| Machine type | RISC-based distributed-memory multi-processor |
|---|---|
| Models | Fire 3800-15K |
| Operating system | Solaris (Sun's Unix flavour) |
| Connection structure | Crossbar (see remarks) |
| Compilers | Fortran 77, Fortran 90, HPF, C, C++ |
| Vendors information Web page | http://www.sun.com/servers/highend/sunfire15k/details.html |
| Year of introduction | 2001. |
System parameters:
| Model | Fire 3800-15K |
|---|---|
| Clock cycle | 900 MHz |
| Theor. peak performance | |
| Per proc. (64-bit) | 1.8 Gflop/s |
| Maximal (64-bit) | 190.8 Gflop/s |
| Main memory | <= 576 GB |
| Memory bandwidth | |
| No. of processors | <= 106 |
Remarks:
In the Fire 15K the processor/memory boards are plugged into a backplane that is an 18×18 flat crossbar. Each board contains four 900 MHz UltraSPARC III processors and a maximum of 32 GB of memory. So, normally the maximum number of processors would 72. However, the 15K in fact contains three of these 18×18 crossbars, for data, addresses, and signals. It is possible to sacrifice I/O capacity and use 17 of the 18 slots of the second crossbar to put in 2-CPU boards without local memory, adding another 34 processors to obtain the maximum of 106. Obviously, such a system is less balanced and such a configuration will normally only be chosen for very specific compute-intensive tasks with small I/O requirements. Because of the flat crossbar memory access is uniform and the aggregate bandwidth of the crossbar is 172.8 GB/s. This is equivalent to 2.4 GB/s/processor or 2.66B/cycle. So, an 8-byte operand needs 3 cycles to be shipped to the processor. Of course, for processors in excess to 72 that are not on the data backplane the situation is more complicated and it is hard to estimate what the effective bandwidth would be.

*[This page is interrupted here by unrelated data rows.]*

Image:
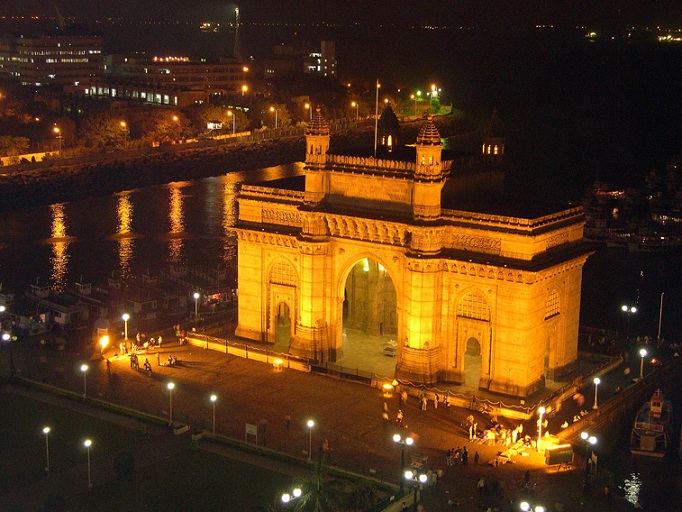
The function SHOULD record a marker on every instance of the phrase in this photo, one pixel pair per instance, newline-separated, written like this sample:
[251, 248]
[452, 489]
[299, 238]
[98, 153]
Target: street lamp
[590, 441]
[125, 318]
[596, 381]
[397, 438]
[310, 424]
[275, 110]
[87, 443]
[58, 133]
[417, 478]
[84, 369]
[213, 401]
[541, 411]
[295, 493]
[103, 341]
[124, 127]
[628, 310]
[6, 336]
[170, 387]
[196, 307]
[642, 355]
[357, 110]
[46, 431]
[234, 118]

The Fire 15K is a typical SMP machine with provisions for shared-memory parallelism in the Fortran and C(++) compilers by directives in the source code. Sun has joined the OpenMP consortium for standardising the shared-memory programming model.
Measured Performances:
In [32] a speed of 357 Gflop/s is
reported for a 4-way cluster of 72 processor machines in solving a dense
linear system of unspecified size. The efficiency for this problem is 69%.